Two Months In

Honestly I am not sure where to start. At the end of January things were not going well, and not for lack of effort. I had to go to the doctor anyway (to renew my thyroid medication) so I talked about all my peri-menopausal symptoms and said (out loud) “I am ready for some drugs”. I was thinking hormone therapy, progesterone specifically, but my primary care doctor is against it. She recommended a mild-antidepressant shown to work on hot flashes and mood swings.

The idea of an anti-depressant left me, well, depressed. I have been thinking I just needed something to help until I get into full blown menopause. I know anti-depressants have been used in my circumstances but I was feeling pretty uneasy about this. And since I was overdue for my pap smear anyway I got a current referral for the GYN I used for my IUD and made an appointment. (For any male readers I know you have no idea what I just said, that is okay, just keep reading.) I was curious to see what she had to say because frankly she seems to have a completely different take on menopause than my primary care doc.

Unfortunately I couldn’t get a GYN appointment before the first week of March. In the meantime the antidepressants arrived in the mail and after doing a bit more research I decided to start taking them. The plan was to see how they made me feel and still get a second opinion from the GYN.

I took the pills for four days and thought I caught a stomach bug. I was nauseous and exhausted.

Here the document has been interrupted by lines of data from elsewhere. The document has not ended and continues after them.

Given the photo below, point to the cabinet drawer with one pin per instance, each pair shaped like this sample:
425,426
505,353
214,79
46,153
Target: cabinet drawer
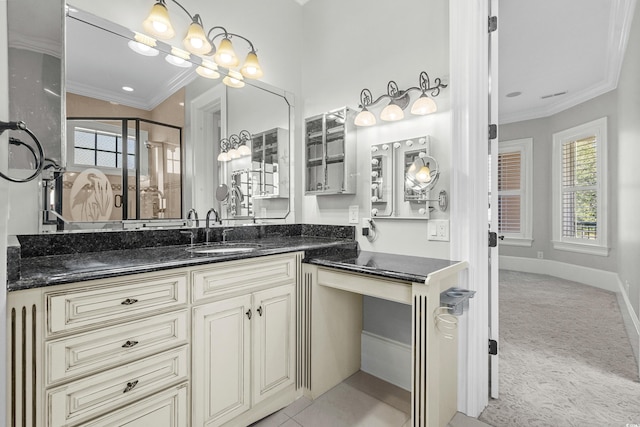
237,277
81,354
113,301
165,409
100,393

I slept two hours Friday afternoon, eleven hours Friday night, another two hours Saturday afternoon. I wasn’t eating much, mostly crackers and ginger ale and when I did eat a scrambled egg and a piece of toast I felt sick again. I checked the side effects on the pills and stopped taking them.

Three days later I felt better physically but was still feeling quite unmotivated concerning life in general. Mid-February I got my period, another bad one. Crampy and heavy and not helpful in getting anything done. But it only lasted seven days which was nice for a change.

And then I had a good week where at least I was sleeping well and getting something of one sort or another done everyday. I loved the snow and was happy to get out in it. Focus was still a problem though.

And here it is the end of February and I feel like a yo-yo. The last few nights have been broken sleep but yesterday I got a nice amount of pesky tasks done and that made me feel good. And today I feel….okay? But sort of ready for a nap. And my breasts hurt.

One more week until my doctor’s appointment. Every few days I find myself googling “what symptoms progesterone relieves” and every time I find myself nodding my head and reminding myself to ask for the bio-identicals. My thought is if it is something my body used to produce then there shouldn’t be any yucky side effects. And I don’t care if that thinking is wrong, I am going with it. Do not even think about trying to set me straight!

Why yes I am feeling a little prickly these days.